Why Does Height Formula Use -16 Instead of -32?
Date: 01/31/2008 at 17:52:42 From: Andy Subject: why does the falling object model use 16 (not 32) h = -16t^2 + s is given as the position of a falling object model, but 32ft per sec^2 is the acceleration of gravity. If something is falling with the acceleration of gravity (32ft per sec^2) why to find the position do you use 16 ft per sec^2? I haven't had physics (I'm an alg II student), and I can't connect this to real life. Can you explain it?
Date: 01/31/2008 at 19:57:23 From: Doctor Rick Subject: Re: why does the falling object model use 16 (not 32) Hi, Andy. The coefficient of the t^2 term is HALF the acceleration. That's the reason for the 16. When you get to calculus, you will learn how this works (the acceleration is the second derivative of at^2, which is 2a). Before you get there, you can get the idea by constructing a table. Suppose an object starts at rest and begins falling at t=0. The instantaneous speed after one second is 32 feet per second; the *average* speed over the first second (from t=0 to t=1) is (0+32)/2 = 16 feet/sec. If the average speed over each 1-second interval increases by 32 feet per second from one second to the next, then we can tabulate the distance moved in each second, and add them up to get the position at the end of each 1-second interval: Time interval Avg. speed Dist moved Cumulative distance ------------- ---------- ---------- ------------------- 0 to 1 second 16 ft/sec 16 feet 16 feet 1 to 2 seconds 48 ft/sec 48 feet 64 feet 2 to 3 seconds 80 ft/sec 80 feet 144 feet 3 to 4 seconds 112 ft/sec 112 feet 256 feet What formula gives the position as a function of the elapsed time? It's 16 times the square of the number of seconds: after 1 second: 16 * 1^2 = 16 feet after 2 seconds: 16 * 2^2 = 64 feet after 3 seconds: 16 * 3^2 = 144 feet after 4 seconds: 16 * 4^2 = 256 feet - Doctor Rick, The Math Forum http://mathforum.org/dr.math/
Date: 02/01/2008 at 14:32:33 From: Andy Subject: Thank you (why does the falling object model use 16 (not 32)) Thank you for the explanation, it was exactly what I needed. I still have some thinking to do about the 16 for the first second but 32 for every subsequent second, but it is starting to make more sense. Can't wait to get to calculus!

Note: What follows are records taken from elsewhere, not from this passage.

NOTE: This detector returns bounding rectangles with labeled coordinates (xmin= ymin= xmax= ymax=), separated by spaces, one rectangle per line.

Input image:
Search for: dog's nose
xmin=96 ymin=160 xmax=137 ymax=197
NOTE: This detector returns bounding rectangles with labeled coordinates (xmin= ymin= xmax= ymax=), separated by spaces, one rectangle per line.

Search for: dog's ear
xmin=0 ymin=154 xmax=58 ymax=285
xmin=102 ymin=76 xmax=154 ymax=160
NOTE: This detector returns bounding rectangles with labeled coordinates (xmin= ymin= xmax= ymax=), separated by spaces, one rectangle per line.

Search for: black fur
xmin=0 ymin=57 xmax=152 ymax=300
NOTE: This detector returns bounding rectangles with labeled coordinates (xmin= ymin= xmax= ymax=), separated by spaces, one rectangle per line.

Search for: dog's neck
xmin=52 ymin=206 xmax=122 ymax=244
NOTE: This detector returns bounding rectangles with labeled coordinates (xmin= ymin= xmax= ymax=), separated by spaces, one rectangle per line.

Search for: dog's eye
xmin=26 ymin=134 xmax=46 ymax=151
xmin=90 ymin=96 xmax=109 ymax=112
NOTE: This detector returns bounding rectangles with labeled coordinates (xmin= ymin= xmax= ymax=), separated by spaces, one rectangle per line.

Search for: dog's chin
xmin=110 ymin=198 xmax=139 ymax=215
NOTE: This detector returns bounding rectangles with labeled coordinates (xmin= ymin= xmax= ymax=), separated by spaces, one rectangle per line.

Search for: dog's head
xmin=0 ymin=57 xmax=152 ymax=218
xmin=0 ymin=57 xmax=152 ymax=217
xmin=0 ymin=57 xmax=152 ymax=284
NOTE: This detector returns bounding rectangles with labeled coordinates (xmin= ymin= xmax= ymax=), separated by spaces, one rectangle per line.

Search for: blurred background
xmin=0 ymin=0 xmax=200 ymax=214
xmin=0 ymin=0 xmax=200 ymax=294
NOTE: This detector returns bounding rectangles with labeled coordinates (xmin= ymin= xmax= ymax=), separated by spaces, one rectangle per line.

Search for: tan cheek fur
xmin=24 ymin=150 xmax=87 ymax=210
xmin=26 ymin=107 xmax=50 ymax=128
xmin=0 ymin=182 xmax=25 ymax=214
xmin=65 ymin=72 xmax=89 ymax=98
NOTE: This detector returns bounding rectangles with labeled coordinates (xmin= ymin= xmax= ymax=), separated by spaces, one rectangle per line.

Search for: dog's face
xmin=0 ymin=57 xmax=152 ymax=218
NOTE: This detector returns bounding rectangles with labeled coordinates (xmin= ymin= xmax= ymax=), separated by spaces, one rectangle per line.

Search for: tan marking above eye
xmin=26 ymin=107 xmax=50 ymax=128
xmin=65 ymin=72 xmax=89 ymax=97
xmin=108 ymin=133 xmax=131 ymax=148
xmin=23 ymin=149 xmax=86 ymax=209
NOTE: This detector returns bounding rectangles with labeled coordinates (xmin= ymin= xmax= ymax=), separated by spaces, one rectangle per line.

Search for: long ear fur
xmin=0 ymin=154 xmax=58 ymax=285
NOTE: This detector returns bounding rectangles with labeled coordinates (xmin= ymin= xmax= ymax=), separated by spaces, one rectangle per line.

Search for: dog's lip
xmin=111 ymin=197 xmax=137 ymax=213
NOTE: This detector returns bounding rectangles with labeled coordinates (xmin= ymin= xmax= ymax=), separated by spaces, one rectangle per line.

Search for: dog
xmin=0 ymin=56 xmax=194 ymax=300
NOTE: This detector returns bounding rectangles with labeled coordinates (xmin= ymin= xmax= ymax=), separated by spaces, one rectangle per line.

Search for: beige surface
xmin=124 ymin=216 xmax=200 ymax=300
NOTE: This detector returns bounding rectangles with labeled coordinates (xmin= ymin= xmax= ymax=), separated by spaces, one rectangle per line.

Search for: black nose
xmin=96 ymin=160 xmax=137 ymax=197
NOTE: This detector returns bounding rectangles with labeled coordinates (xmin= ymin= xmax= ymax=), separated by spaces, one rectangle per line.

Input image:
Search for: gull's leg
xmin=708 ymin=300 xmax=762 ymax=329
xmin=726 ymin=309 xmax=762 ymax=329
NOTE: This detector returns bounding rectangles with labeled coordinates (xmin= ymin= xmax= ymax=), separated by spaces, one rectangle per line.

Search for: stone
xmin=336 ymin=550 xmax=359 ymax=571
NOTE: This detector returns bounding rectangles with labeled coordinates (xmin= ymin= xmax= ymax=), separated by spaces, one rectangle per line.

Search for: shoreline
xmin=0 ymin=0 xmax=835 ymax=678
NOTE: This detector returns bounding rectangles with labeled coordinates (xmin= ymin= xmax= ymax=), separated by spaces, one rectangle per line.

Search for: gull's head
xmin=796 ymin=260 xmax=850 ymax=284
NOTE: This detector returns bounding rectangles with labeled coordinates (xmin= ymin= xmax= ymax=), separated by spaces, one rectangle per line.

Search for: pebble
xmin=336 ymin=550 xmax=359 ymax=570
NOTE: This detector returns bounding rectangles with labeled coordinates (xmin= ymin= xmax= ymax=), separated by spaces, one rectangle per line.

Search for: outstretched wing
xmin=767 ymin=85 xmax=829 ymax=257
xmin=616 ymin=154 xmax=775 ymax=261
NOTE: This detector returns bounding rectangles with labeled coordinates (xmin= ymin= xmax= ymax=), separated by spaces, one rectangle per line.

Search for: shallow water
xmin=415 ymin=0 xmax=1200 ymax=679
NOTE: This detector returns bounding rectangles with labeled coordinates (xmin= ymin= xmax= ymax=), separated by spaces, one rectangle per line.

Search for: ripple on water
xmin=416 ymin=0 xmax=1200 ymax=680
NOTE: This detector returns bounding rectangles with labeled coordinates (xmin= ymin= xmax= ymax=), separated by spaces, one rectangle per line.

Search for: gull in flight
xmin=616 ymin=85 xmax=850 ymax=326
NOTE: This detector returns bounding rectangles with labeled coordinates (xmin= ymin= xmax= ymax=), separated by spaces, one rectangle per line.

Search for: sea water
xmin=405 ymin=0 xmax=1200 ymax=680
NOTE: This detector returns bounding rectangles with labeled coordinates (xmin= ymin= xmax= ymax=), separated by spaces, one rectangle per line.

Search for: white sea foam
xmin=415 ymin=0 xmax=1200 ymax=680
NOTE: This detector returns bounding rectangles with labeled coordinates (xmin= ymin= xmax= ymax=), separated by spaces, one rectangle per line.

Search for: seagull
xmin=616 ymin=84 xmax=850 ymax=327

Date: 02/01/2008 at 15:26:04 From: Doctor Rick Subject: Re: Thank you (why does the falling object model use 16 (not 32)) Hi, Andy. I'll say a bit more about the 16 for the first second. You know that constant acceleration means the velocity is increasing at a constant rate. Suppose we broke it down into 1/10 second intervals. If the velocity is 0 at t=0, and 32 at t=1, then it will be as follows at the 1/10 second intervals: t v --------- 0.0 0.0 0.1 3.2 0.2 6.4 0.3 9.6 0.4 12.8 0.5 16.0 0.6 19.2 0.7 22.4 0.8 25.6 0.9 28.8 1.0 32.0 You could average all these values the long way--or you could notice that the first plus the last equals 32.0, and the second plus the next-to-last also equals 32.0, and so on. If we average the two values in any of those pairs, we'll get 32.0/2 = 16.0. Then we can average these averages; they are all the same, so the average must be 16.0. In general, for uniformly accelerated motion, the average velocity over an interval is equal to the average of the initial and final velocities. And in general (not just for uniformly accelerated motion), the distance traveled is equal to the average velocity multiplied by the time interval. That's how I built my table. Calculus will extend this thinking by breaking down the interval further and further, approaching infinitely many parts. Such thinking will then become exact, and will be put on solid ground. But for constant acceleration, it turns out that the correct result is exactly the same as what I have shown you by some slightly fuzzy arguments. - Doctor Rick, The Math Forum http://mathforum.org/dr.math/
Date: 02/01/2008 at 15:51:30 From: Andy Subject: Thank you (why does the falling object model use 16 (not 32)) Fuzzily getting clearer (a lot) - thanks for getting down to my level.